I'm not sure my kids could offer a valid explanation, either, yet they're all staunchly devoted to their clothing-optional lifestyle. I thought it was a phase they'd outgrow, but it's been, like, 10 years now. I'm holding onto hope that by the time they're teenagers they will have at least embraced the concept of, you know, wearing underwear.
But for now, when the doorbell rings unexpectedly at my house, it's a crazed scramble to the nearest dresser to grab whatever will most quickly cover "the goods." So when company is over, instead of seeing my adorable children dressed in coordinated, size-appropriate outfits, they'll typically see my kids wearing something they snatched out of whoever's drawer was handiest. No, those aren't clamdiggers . . . my 7-year-old just happened to put on his 4-year-old brother's pants. Thanks to the windows that flank either side of our front door, the UPS guy, the mail lady, and the dude who delivered our pizza last week have all been treated to the sight of a bare butt (or two) streaking madly up the stairs.
The UPS guy, the mail lady, and the dude who delivered our pizza last week have all been treated to the sight of a bare butt (or two) streaking madly up the stairs.

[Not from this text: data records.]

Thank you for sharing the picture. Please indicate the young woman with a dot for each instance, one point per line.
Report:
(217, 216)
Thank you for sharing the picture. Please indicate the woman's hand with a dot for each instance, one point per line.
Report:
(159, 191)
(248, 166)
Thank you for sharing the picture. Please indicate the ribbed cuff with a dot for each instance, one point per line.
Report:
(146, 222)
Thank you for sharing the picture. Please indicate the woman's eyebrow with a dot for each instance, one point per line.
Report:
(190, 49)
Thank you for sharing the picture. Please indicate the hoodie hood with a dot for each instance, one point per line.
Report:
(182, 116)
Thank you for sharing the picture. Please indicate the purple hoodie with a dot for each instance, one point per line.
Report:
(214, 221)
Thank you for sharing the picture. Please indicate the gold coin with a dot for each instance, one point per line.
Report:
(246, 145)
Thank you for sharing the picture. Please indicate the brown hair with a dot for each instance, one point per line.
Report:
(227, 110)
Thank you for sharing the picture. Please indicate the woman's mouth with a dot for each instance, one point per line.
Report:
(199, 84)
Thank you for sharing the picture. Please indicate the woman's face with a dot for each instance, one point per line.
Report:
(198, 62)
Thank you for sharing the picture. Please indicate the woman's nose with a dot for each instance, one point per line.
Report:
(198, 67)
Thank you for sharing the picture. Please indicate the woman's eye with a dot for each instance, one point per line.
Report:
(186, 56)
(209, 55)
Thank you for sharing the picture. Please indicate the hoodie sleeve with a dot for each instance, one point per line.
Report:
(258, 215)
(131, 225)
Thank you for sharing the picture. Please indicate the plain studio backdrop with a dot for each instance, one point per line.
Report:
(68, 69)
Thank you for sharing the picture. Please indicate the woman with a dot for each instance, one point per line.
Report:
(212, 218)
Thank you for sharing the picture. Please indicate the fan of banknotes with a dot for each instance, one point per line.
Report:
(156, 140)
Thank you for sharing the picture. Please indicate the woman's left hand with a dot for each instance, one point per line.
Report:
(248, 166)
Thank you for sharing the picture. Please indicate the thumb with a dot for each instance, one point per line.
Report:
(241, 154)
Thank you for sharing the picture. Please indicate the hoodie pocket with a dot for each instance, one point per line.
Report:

My husband and I are so accustomed to our kids being in the buff that we hardly even notice anymore. That is, until we get an unexpected eyeful of "the brown eye" while they're playing. Or when we take an adorable photo for Instagram, only to notice that there's a full-frontal shot happening in the background. Or when we just realize that, damn, there's a penis perched directly on the upholstery. (Hang on a minute while I dial Stanley Steemer.)
Ironically, their penchant for prancing around in nothing but skin doesn't cut down on my laundry – because even if they've only worn a garment for 30 seconds, it's considered "dirty" and tossed into the hamper (or, more frequently, on the floor). And if I can't tell with complete certainty that it's clean, I err on the side of caution and wash it anyway, which means I probably do approximately 75 percent more washing than I actually need to.
It's not that I haven't tried to teach them about modesty and privacy. But apparently the statement "put some clothes on" is about as impactful as, say, "lift the seat" or "brush your teeth" or "don't wipe boogers on the wall" — which are also things I've said until I'm blue in the face, yet I find myself continually reminding them despite that. I guess some habits die hard, but I figured this one would be easier to break. Apparently I was mistaken.
You never imagine that you'll ever have to enforce such a preposterous rule as "no pants, no dinner" . . . but then you have kids.